Let's start with:
df <- structure(list(user.id = c(2L, 3L, 1L, 3L, 1L, 4L), questions = structure(c(3L,
3L, 3L, 1L, 3L, 2L), .Label = c("Do you own an xbox?", "How many game consoles do you own?",
"which game did you buy recently?"), class = "factor"), answers = structure(c(2L,
5L, 3L, 6L, 4L, 1L), .Label = c("3", "DOOM", "Fallout 3", "Ghost Recon",
"Mario", "yes"), class = "factor")), .Names = c("user.id", "questions",
"answers"), row.names = c(NA, -6L), class = "data.frame")

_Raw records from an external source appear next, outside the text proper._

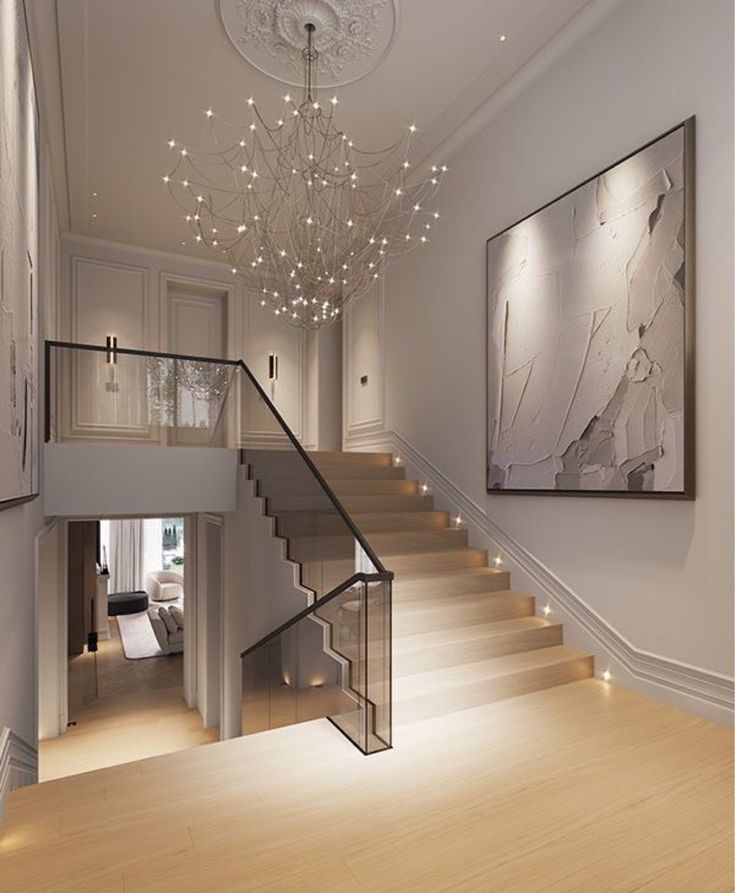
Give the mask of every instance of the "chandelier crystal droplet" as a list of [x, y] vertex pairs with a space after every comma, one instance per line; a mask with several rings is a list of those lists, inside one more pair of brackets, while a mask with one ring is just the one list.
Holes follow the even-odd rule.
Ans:
[[319, 328], [341, 318], [391, 259], [429, 243], [447, 168], [414, 176], [413, 124], [388, 148], [358, 149], [335, 123], [337, 97], [324, 106], [317, 98], [313, 26], [306, 30], [303, 99], [286, 95], [275, 124], [252, 97], [243, 123], [207, 109], [212, 149], [170, 140], [176, 163], [162, 179], [195, 242], [224, 255], [262, 307]]

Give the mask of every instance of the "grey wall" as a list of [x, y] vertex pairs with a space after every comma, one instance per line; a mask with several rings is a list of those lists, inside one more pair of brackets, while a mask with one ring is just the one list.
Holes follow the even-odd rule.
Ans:
[[[15, 31], [16, 17], [12, 0], [0, 2], [0, 100], [11, 108], [13, 91], [18, 87], [17, 67], [28, 64], [25, 51], [21, 53]], [[21, 19], [22, 20], [22, 13]], [[24, 158], [27, 170], [38, 165], [39, 183], [39, 245], [38, 290], [41, 331], [53, 337], [58, 270], [58, 230], [50, 167], [45, 147], [43, 126], [40, 132], [40, 152], [28, 145], [25, 130], [7, 133], [11, 119], [0, 121], [0, 169], [17, 169], [9, 163], [9, 153]], [[6, 182], [0, 190], [0, 243], [22, 244], [15, 239], [16, 230], [24, 226], [17, 201], [10, 200], [24, 194], [18, 183]], [[6, 203], [7, 202], [7, 203]], [[6, 259], [7, 262], [7, 259]], [[5, 370], [2, 370], [5, 375]], [[39, 378], [39, 386], [42, 377]], [[42, 401], [43, 394], [39, 394]], [[39, 402], [39, 405], [42, 405]], [[41, 468], [43, 472], [43, 468]], [[35, 543], [43, 525], [40, 499], [0, 511], [0, 730], [9, 727], [30, 745], [37, 742], [36, 642], [34, 630], [35, 599]]]
[[47, 515], [102, 517], [228, 512], [237, 451], [216, 447], [47, 443]]
[[[732, 674], [733, 6], [625, 0], [449, 158], [389, 271], [386, 425], [637, 648]], [[485, 240], [697, 115], [697, 500], [489, 497]], [[440, 159], [444, 160], [444, 159]]]

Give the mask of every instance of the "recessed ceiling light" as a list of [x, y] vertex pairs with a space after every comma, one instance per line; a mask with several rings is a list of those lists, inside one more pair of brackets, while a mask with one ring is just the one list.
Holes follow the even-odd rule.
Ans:
[[92, 198], [97, 198], [97, 193], [94, 190], [92, 191]]
[[505, 43], [505, 41], [506, 41], [507, 39], [508, 39], [508, 35], [507, 35], [507, 34], [500, 34], [500, 35], [498, 36], [498, 40], [499, 40], [501, 43]]

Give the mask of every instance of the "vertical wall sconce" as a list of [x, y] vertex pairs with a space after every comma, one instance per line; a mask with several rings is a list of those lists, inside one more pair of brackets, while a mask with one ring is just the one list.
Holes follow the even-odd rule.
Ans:
[[268, 354], [268, 381], [278, 380], [278, 354]]
[[107, 353], [107, 381], [105, 390], [111, 394], [118, 391], [117, 383], [117, 335], [108, 335], [105, 339], [105, 351]]

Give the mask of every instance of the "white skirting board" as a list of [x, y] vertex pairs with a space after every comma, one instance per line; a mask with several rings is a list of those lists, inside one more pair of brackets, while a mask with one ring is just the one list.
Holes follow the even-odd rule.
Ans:
[[608, 670], [626, 688], [727, 726], [735, 724], [735, 680], [636, 648], [397, 431], [351, 437], [345, 449], [400, 455], [407, 477], [429, 483], [437, 509], [462, 516], [470, 545], [488, 548], [491, 555], [493, 549], [499, 552], [514, 588], [548, 601], [564, 623], [565, 641], [594, 654], [597, 675]]
[[0, 820], [11, 791], [38, 781], [38, 751], [7, 726], [0, 733]]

This gives us the data.frame
> df
user.id questions answers
1 2 which game did you buy recently? DOOM
2 3 which game did you buy recently? Mario
3 1 which game did you buy recently? Fallout 3
4 3 Do you own an xbox? yes
5 1 which game did you buy recently? Ghost Recon
6 4 How many game consoles do you own? 3
I'd like to transform this to a data.frame or equivalent where:
> matrixed
user.id q_1 q_2 q_3
1 1 Ghost Recon
2 2 DOOM
3 3 yes Mario
4 4 3
Right now I'm using this primitive piece of code:
questions <- sort(unique(df$questions))
user.id <- unique(sort(df$user.id))
matrixed <- data.frame(user.id)
sapply(1:length(questions), function(i) matrixed[, paste0("q_", i)] <<- rep("", length(user.id)))
sapply(1:nrow(df), function(j) matrixed[df[j, ]$user.id, paste0("q_", which(df[j, ]$questions == questions))] <<- as.character(df[j, ]$answers))
Are there more elegant ways to do this -- perhaps libraries that help handle this type of data?